In addition, the headers can include any of the slots (and values) for the object corresponding to that file. e.g., the slots name and description .

The headers begin with the token begin-headers: and end with the token end-headers:. If the token unit: is encountered before the token end-headers: is encountered, an end-headers: token is assumed. Any characters appearing before a begin-headers: token or unit: token are ignored.

Standardized Vocabulary

Each application can use its own vocabulary (in addition to the built in vocabulary that is assumed to exist) though it would be highly desirable to use the standard slots whereever possible. Please see here for a growing list of standard vocabulary. If you need a predicate of category not in this list, please write to us suggesting additions.

Example

Please follow this link for an example of the use of MCF.

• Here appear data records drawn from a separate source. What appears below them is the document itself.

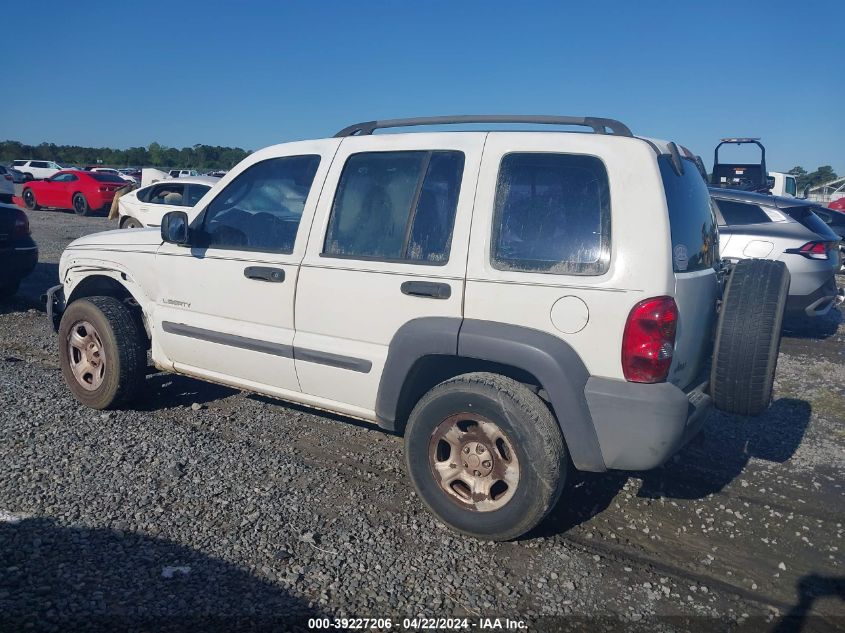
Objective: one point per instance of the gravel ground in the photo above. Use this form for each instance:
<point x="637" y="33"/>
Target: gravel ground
<point x="205" y="507"/>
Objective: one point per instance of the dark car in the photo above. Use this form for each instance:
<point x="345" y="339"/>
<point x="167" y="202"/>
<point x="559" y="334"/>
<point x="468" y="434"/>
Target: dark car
<point x="18" y="252"/>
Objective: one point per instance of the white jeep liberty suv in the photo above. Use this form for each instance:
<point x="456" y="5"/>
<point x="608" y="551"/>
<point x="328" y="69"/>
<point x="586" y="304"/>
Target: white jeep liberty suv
<point x="513" y="302"/>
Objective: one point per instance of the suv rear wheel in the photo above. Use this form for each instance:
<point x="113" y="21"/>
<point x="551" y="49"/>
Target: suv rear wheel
<point x="102" y="352"/>
<point x="485" y="455"/>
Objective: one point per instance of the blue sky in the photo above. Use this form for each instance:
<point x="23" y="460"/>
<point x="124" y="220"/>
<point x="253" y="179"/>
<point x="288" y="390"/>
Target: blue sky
<point x="251" y="74"/>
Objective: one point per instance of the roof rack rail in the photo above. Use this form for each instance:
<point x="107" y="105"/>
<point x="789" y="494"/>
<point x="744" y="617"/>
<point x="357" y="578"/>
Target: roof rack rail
<point x="599" y="125"/>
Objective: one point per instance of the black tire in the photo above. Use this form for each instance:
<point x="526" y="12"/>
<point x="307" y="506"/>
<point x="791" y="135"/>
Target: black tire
<point x="530" y="429"/>
<point x="123" y="348"/>
<point x="9" y="289"/>
<point x="29" y="200"/>
<point x="748" y="336"/>
<point x="80" y="204"/>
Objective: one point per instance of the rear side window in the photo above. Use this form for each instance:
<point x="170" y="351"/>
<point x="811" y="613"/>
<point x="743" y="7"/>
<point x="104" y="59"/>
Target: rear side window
<point x="812" y="218"/>
<point x="742" y="213"/>
<point x="171" y="194"/>
<point x="396" y="206"/>
<point x="260" y="210"/>
<point x="695" y="238"/>
<point x="552" y="214"/>
<point x="104" y="176"/>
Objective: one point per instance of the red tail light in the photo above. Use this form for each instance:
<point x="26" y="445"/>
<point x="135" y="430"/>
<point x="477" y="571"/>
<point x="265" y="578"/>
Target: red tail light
<point x="649" y="340"/>
<point x="21" y="225"/>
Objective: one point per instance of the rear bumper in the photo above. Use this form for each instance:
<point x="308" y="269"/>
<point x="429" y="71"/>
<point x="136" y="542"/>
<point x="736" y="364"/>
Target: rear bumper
<point x="817" y="303"/>
<point x="640" y="426"/>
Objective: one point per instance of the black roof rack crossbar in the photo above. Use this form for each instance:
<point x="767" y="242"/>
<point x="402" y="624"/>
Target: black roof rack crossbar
<point x="599" y="125"/>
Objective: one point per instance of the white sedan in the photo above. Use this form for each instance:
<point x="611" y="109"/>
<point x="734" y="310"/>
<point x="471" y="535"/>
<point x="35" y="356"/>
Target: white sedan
<point x="145" y="207"/>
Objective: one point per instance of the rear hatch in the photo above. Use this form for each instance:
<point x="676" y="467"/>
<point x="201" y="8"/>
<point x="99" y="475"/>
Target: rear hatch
<point x="695" y="253"/>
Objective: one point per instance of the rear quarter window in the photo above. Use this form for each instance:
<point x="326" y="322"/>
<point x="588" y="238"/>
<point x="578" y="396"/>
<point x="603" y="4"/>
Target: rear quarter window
<point x="737" y="213"/>
<point x="103" y="176"/>
<point x="695" y="236"/>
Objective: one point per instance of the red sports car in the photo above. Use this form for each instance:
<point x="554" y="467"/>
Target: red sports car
<point x="82" y="191"/>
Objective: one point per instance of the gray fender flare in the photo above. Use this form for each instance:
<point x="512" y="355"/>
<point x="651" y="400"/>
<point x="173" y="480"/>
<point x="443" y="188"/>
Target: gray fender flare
<point x="551" y="360"/>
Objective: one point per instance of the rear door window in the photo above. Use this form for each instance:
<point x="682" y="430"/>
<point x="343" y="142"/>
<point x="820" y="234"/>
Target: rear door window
<point x="552" y="214"/>
<point x="736" y="213"/>
<point x="396" y="206"/>
<point x="695" y="237"/>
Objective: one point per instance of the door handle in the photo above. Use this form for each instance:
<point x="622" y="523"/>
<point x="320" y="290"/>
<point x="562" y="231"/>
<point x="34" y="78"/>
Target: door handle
<point x="430" y="289"/>
<point x="264" y="273"/>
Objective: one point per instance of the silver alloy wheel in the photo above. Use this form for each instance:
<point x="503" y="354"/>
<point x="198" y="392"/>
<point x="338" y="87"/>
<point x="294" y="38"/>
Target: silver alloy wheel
<point x="86" y="355"/>
<point x="473" y="461"/>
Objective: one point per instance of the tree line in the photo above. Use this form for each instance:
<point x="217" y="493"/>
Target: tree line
<point x="803" y="178"/>
<point x="201" y="157"/>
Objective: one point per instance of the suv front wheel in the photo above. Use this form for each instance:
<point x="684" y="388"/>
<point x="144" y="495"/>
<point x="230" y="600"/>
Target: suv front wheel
<point x="485" y="455"/>
<point x="102" y="352"/>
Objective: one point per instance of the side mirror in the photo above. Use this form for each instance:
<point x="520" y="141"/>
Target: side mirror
<point x="174" y="228"/>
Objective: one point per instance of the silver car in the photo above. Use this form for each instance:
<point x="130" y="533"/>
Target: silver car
<point x="757" y="226"/>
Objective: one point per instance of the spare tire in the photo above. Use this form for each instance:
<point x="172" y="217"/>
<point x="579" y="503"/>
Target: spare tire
<point x="745" y="353"/>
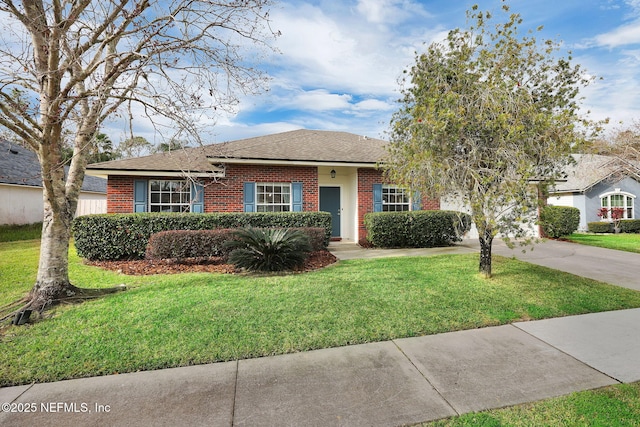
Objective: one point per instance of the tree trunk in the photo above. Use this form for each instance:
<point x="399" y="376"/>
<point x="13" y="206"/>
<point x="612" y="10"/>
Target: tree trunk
<point x="486" y="240"/>
<point x="52" y="282"/>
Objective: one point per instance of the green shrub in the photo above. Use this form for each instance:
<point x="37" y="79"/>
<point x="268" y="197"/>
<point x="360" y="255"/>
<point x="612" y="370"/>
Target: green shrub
<point x="125" y="236"/>
<point x="600" y="227"/>
<point x="559" y="221"/>
<point x="416" y="229"/>
<point x="181" y="244"/>
<point x="271" y="249"/>
<point x="630" y="226"/>
<point x="12" y="233"/>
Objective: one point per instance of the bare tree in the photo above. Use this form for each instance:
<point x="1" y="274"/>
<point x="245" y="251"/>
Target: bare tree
<point x="78" y="62"/>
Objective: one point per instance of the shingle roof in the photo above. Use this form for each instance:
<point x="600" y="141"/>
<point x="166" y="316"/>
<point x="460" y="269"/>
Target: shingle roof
<point x="590" y="169"/>
<point x="20" y="166"/>
<point x="298" y="145"/>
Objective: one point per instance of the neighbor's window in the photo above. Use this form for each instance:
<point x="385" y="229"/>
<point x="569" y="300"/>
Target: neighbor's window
<point x="169" y="196"/>
<point x="618" y="200"/>
<point x="273" y="197"/>
<point x="394" y="199"/>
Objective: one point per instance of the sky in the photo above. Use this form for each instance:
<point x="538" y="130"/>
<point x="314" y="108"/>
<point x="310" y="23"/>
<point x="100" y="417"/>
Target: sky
<point x="338" y="62"/>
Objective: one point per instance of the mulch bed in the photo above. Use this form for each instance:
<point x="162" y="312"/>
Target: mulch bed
<point x="316" y="260"/>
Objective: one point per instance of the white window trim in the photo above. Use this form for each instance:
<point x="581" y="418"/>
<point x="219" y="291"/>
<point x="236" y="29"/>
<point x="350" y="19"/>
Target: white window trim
<point x="287" y="184"/>
<point x="182" y="204"/>
<point x="616" y="192"/>
<point x="396" y="187"/>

Appendix A: BNF for the MCF file format

< mcf file > -> < headers > < unit list > end-file:
< headers > -> begin-headers: < linebreak > < slots > end-headers: < linebreak >
< unit list > -> < unit > < unit list > | < unit >
< unit > -> unit: < unit identifier > < linebreak > < slots >

< slots > -> < slot > < slots > | < slot >
< slot > -> < slot name > : < slot values > < linebreak >
< slot values> -> < white space > < slot value > | < slot values > | < t-value > | < q-value >

< slot name > -> < symbol >:
< slot value > -> < unit reference > | < string > | < number > | < symbol >

< t-value > -> [ < slot value > < slot value > ]
< q-value > -> [ < slot value > < slot value > < slot value > ]
< unit identifier > -> < string >

< unit reference > -> # < unit identifier >
< linebreak > -> any sequence of standard linebreak characters (including '\r' and '\n')
< white space > -> any sequence of standard white space characters (including '\t' and ' ')
< string > -> character sequence starting and ending with '"'
< symbol > -> any sequence of characters without any intervening whitespace characters.